Objective 
The purpose of this document is to help you quickly complete the Hadoop installation and use on a single computer so that you can experience the Hadoop Distributed File System (HDFS) and the map-reduce framework, such as running sample programs or simple jobs on HDFS.
 Prerequisite Support Platform GNU is a platform for product development and operation. Hadoop has been validated on a clustered system consisting of 2000-node GNU hosts. The WIN32 platform is supported as a development platform. Since distributed operations have not been fully tested on the Win32 platform, they are not supported as a production platform. Required Software 
The Linux and Windows required software include:
 javatm1.5.x, must be installed, the Java version of Sun released is recommended. SSH must be installed and guaranteed to run sshd to manage the remote Hadoop daemon with a Hadoop script. 
Additional software requirements under Windows
 Cygwin-Provides shell support beyond the above software. Install software 
If your cluster does not have the required software installed, you must first install them.
 
Take Ubuntu Linux for example:
 
$ sudo apt install ssh
$ sudo apt install rsync
 
On the Windows platform, if you install Cygwin without all the required software installed, you need to start Cyqwin Setup Manager to install the following package:
 openssh-net class Download 
To get the release of Hadoop, download the most recent stable release from one of Apache's Mirror servers.

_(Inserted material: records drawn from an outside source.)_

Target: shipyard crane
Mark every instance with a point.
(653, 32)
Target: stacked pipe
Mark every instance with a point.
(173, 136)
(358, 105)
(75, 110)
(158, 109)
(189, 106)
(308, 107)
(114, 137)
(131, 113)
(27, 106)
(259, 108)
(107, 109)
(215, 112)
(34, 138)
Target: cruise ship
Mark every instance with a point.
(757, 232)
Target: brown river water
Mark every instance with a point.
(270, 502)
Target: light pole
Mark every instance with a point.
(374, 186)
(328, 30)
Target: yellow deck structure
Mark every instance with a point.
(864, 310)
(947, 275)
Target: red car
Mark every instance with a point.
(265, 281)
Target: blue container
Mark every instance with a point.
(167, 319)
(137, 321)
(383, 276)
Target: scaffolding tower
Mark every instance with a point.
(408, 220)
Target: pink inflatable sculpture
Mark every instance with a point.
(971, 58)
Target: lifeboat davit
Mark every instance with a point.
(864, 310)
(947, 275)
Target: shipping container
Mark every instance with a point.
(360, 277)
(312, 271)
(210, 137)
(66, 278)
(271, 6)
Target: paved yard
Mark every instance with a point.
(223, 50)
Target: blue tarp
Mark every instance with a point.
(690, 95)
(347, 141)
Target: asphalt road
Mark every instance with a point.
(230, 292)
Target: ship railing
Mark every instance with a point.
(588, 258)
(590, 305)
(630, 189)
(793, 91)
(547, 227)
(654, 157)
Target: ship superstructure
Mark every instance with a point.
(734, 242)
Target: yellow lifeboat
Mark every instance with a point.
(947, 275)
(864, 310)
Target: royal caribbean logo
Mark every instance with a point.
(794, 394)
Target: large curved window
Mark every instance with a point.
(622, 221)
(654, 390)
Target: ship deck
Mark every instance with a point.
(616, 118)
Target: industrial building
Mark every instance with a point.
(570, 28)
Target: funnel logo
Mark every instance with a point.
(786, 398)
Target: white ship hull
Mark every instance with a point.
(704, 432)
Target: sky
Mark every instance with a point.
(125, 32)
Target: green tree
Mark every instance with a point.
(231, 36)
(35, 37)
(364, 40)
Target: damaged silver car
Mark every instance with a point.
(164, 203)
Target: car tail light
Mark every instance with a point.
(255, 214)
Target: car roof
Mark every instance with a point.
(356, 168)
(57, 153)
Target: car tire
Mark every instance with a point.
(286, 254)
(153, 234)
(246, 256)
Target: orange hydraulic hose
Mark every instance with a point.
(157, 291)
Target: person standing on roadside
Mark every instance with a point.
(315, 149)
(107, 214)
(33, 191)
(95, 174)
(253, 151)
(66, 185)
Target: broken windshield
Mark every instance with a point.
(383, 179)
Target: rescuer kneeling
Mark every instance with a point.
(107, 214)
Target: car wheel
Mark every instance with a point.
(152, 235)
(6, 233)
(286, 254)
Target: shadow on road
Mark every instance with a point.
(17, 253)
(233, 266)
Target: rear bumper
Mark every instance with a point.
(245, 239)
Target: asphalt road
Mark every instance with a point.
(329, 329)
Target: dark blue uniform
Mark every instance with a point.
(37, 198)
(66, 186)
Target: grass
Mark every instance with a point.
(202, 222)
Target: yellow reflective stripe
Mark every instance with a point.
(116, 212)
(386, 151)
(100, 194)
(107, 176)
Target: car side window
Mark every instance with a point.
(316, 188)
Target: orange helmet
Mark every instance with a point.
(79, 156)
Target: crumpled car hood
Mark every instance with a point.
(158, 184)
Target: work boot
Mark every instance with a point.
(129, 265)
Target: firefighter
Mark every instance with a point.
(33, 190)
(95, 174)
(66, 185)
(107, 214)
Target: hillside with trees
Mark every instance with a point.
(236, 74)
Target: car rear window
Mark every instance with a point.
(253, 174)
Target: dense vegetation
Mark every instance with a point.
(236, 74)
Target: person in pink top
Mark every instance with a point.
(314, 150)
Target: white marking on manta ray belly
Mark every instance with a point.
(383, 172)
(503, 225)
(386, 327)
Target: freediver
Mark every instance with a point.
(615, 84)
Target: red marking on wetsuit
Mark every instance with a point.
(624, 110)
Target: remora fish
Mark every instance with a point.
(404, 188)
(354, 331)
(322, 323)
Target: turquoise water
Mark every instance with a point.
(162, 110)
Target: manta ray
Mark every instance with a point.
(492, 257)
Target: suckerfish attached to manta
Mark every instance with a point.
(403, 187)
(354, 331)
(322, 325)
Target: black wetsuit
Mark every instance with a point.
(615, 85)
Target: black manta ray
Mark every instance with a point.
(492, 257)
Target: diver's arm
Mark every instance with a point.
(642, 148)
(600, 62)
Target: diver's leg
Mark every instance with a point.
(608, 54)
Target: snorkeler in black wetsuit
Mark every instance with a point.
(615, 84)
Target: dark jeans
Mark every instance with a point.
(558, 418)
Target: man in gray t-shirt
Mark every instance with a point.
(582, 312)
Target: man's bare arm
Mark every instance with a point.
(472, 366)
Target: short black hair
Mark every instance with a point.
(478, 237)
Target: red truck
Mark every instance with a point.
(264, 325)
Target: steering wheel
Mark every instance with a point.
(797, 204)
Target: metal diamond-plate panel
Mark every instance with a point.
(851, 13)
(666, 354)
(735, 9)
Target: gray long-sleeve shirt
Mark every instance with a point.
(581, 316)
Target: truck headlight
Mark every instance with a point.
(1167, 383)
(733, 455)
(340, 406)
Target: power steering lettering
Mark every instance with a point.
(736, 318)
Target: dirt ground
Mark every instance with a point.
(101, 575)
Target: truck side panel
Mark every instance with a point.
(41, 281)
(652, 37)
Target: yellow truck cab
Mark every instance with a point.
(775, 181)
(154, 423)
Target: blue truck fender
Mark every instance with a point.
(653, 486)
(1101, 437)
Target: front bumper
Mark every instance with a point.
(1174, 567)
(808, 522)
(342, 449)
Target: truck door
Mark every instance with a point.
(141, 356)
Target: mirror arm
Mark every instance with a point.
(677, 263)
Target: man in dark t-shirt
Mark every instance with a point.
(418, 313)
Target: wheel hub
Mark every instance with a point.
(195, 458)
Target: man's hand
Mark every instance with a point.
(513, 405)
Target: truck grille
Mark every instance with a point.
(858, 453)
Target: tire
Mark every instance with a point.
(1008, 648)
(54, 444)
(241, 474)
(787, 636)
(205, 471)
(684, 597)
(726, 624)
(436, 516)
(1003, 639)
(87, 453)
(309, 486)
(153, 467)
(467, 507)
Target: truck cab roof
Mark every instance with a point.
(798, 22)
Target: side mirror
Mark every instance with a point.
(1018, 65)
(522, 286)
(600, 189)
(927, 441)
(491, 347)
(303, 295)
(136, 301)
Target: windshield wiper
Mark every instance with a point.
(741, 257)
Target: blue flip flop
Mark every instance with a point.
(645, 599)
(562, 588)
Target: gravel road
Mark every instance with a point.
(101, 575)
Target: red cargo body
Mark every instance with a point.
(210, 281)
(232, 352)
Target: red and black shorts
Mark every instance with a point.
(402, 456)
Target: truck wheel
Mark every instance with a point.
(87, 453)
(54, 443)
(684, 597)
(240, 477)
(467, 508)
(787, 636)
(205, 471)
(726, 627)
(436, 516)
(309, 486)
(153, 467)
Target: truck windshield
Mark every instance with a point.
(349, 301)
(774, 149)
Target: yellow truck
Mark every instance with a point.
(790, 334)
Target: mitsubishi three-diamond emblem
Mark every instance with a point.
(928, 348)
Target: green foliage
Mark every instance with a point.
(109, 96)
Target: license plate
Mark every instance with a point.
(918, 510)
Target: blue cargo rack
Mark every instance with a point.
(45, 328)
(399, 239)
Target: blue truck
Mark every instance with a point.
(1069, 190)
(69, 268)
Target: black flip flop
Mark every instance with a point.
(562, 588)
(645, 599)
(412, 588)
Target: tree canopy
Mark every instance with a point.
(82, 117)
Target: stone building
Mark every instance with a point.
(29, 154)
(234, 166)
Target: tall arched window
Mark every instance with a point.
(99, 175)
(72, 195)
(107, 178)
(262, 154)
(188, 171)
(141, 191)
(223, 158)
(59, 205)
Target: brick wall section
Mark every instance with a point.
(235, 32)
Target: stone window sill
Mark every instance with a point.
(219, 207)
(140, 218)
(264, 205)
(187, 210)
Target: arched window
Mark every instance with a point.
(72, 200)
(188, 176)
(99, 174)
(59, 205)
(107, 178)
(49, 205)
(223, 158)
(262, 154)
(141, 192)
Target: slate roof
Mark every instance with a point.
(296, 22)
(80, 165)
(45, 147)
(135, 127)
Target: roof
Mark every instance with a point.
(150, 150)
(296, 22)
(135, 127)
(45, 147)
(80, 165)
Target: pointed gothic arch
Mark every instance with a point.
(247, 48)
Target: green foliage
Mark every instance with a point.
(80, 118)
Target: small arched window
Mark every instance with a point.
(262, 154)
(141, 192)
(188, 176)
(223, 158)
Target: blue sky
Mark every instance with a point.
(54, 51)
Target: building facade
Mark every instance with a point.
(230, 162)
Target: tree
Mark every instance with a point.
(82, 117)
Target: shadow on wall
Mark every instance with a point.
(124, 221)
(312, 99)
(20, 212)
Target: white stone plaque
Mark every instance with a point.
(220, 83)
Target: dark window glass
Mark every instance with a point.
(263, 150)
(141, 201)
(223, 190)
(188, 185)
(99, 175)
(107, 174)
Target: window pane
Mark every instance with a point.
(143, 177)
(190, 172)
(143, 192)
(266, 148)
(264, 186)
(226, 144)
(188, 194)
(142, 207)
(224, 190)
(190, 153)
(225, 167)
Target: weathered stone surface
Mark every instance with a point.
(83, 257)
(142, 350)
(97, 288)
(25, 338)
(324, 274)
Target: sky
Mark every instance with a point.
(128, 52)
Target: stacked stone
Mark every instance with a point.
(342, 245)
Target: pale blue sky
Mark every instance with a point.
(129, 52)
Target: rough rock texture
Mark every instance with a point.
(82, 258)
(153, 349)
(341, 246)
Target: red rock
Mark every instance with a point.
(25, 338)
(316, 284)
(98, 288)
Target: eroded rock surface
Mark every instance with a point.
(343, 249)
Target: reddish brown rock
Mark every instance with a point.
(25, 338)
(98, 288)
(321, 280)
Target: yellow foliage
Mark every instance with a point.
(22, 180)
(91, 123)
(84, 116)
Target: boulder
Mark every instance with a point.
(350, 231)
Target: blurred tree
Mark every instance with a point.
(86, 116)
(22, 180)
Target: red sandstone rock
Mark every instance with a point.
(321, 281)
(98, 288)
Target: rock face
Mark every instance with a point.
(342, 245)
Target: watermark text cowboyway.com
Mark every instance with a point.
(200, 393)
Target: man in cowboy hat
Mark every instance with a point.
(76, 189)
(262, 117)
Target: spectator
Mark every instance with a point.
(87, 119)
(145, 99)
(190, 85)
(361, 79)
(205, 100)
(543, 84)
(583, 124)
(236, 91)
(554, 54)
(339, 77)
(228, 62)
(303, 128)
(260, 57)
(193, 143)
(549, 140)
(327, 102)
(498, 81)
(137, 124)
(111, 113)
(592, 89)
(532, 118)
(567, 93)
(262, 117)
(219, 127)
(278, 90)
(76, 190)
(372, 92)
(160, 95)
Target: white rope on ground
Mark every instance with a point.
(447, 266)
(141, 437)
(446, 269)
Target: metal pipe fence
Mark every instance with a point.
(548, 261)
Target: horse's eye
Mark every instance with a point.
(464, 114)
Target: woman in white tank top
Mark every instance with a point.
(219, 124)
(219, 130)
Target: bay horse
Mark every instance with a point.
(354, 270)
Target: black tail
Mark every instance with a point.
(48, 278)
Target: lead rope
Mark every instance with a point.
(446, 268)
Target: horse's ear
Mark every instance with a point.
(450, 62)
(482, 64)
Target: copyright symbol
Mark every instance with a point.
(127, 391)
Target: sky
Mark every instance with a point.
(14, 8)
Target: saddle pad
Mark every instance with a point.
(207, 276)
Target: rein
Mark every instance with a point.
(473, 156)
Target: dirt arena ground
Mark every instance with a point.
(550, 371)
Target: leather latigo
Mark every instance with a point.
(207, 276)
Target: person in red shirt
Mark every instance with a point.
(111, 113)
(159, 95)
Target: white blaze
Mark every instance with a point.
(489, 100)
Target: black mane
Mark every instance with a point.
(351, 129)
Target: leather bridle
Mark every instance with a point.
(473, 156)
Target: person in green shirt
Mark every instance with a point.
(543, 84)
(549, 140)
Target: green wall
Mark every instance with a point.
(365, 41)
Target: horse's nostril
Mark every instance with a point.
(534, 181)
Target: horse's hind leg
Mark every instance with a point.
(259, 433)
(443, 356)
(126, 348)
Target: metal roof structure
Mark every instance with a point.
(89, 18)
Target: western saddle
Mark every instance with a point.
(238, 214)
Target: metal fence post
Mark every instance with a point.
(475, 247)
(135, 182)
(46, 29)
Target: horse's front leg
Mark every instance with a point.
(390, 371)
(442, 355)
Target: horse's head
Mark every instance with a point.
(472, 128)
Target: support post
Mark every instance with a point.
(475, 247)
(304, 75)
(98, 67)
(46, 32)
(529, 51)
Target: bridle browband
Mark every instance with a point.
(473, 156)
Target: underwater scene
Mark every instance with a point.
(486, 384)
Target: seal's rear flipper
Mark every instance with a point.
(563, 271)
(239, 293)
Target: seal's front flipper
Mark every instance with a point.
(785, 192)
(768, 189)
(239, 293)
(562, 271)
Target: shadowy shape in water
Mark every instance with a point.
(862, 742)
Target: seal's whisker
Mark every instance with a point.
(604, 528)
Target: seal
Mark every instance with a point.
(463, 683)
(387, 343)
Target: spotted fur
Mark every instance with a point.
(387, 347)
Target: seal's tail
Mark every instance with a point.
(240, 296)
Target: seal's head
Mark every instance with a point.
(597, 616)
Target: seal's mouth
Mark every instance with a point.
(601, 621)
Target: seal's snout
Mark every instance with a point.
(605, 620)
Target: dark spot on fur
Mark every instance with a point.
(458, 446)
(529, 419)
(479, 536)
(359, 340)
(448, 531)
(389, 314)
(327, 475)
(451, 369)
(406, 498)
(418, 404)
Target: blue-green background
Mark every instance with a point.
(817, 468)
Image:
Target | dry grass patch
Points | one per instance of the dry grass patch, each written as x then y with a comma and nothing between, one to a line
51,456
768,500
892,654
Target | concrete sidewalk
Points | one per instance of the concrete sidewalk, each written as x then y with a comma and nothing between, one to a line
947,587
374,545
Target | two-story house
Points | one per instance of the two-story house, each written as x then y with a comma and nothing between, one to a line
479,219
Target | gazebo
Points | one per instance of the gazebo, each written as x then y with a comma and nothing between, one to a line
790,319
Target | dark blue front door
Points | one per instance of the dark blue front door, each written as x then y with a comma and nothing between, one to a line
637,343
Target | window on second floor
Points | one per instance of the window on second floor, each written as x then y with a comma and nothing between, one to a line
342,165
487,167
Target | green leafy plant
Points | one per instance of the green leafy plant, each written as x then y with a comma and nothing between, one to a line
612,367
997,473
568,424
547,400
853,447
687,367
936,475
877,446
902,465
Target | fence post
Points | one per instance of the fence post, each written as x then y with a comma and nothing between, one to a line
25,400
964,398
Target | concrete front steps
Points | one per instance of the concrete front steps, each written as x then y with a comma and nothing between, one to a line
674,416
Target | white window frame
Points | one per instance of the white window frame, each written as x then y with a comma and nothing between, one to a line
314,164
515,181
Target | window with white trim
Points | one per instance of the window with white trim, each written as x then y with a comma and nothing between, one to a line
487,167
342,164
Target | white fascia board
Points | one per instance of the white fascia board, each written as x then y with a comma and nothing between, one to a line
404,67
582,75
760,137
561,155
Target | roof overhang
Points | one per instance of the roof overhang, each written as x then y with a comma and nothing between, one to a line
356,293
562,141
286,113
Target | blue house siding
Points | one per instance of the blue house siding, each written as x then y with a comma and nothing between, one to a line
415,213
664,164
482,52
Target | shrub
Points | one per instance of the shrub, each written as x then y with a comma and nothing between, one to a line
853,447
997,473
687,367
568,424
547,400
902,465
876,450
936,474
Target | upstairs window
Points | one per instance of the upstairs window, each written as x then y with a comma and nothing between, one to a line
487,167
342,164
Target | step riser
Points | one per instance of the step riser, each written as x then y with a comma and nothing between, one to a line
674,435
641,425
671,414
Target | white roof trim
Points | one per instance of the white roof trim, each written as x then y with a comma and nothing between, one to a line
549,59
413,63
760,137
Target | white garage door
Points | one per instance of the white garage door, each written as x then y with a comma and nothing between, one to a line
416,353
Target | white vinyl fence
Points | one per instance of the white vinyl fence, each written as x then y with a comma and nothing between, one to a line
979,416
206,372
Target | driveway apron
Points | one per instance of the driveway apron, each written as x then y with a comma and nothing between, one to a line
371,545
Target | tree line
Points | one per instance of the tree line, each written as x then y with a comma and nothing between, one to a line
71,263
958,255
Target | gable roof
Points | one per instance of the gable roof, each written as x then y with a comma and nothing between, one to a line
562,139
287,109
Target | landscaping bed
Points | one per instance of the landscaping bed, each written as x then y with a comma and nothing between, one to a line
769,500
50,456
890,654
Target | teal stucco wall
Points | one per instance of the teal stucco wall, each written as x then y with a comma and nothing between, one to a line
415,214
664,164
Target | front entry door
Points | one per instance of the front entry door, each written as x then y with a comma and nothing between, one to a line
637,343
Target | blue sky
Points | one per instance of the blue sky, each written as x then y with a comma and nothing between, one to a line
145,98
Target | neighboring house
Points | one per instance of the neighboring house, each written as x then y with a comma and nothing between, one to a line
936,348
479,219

 to run the Hadoop cluster 
Unzip the downloaded Hadoop release. Editing the conf/hadoop-env.sh file requires at least the java_home to be set to the Java installation root path.
 
Try the following command:
$ bin/hadoop
The use document for the Hadoop script will be displayed.
 
Now you can start the Hadoop cluster in one of the following three supported modes:
The operation method of 
 single mode pseudo-distributed mode in complete distributed mode 
By default, Hadoop is configured as a stand-alone Java process that runs in a non-distributed mode. This is very helpful for debugging.
 
The following example finds and displays an entry that matches a given regular expression, taking a copy of the uncompressed Conf directory as input. The output is written to the specified output directory.
$ mkdir Input
$ CP Conf/*.xml Input
$ bin/hadoop jar hadoop-*-examples.jar grep input Output ' dfs[a-z.] +'
$ cat output/*
The operation method of 
 pseudo-distributed mode 
Hadoop can be run on a single node in so-called pseudo distributed mode, at which point every Hadoop daemon runs as a separate Java process.
 Configuration 
Use the following conf/hadoop-site.xml:
<configuration> <property> <name>fs.default.name</name> <value>localhost:9000</ value> </property> <property> <name>mapred.job.tracker</name> <value>localhost :9001</value> </property> <property> <name>dfs.replication</name> <value>1< /value> </property></configuration> Password-free SSH settings 
Now confirm that you can login localhost with ssh without entering a password:
$ ssh localhost
 
If you do not enter a password to use SSH login localhost, execute the following command:
$ ssh-keygen-t dsa-p '-F ~/.SSH/ID_DSA
$ cat ~/.ssh/id_dsa.pub >> ~/.ssh/authorized_keys
 Executive 
Format a new Distributed File system:
$ bin/hadoop Namenode-format
 
To start the Hadoop daemon:
$ bin/start-all.sh
 
The log of the HADOOP daemon is written to the ${hadoop_log_dir} directory (default is ${hadoop_home}/logs).
 
Browse Namenode and Jobtracker network interfaces by default:
 namenode-http://localhost:50070/jobtracker-http://localhost:50030/ 
To copy an input file to a distributed File system:
$ bin/hadoop fs-put conf input
 
To run the sample program provided by the release:
$ bin/hadoop jar hadoop-*-examples.jar grep input Output ' dfs[a-z.] +'
 
To view the output file:
 
Copy the output file from the Distributed file system to the local file system view:
$ bin/hadoop fs-get Output output
$ cat output/*
 
Or
 
To view the output file on a distributed File system:
$ bin/hadoop Fs-cat output/*
 
After you complete the operation, stop the daemon:
$ bin/stop-all.sh
The operation method of 
 fully distributed mode 
Information on a meaningful cluster of fully distributed patterns can be found here.
 
Java and JNI are trademarks or registered trademarks of Sun Microsystems, Inc. in the United States and other countries.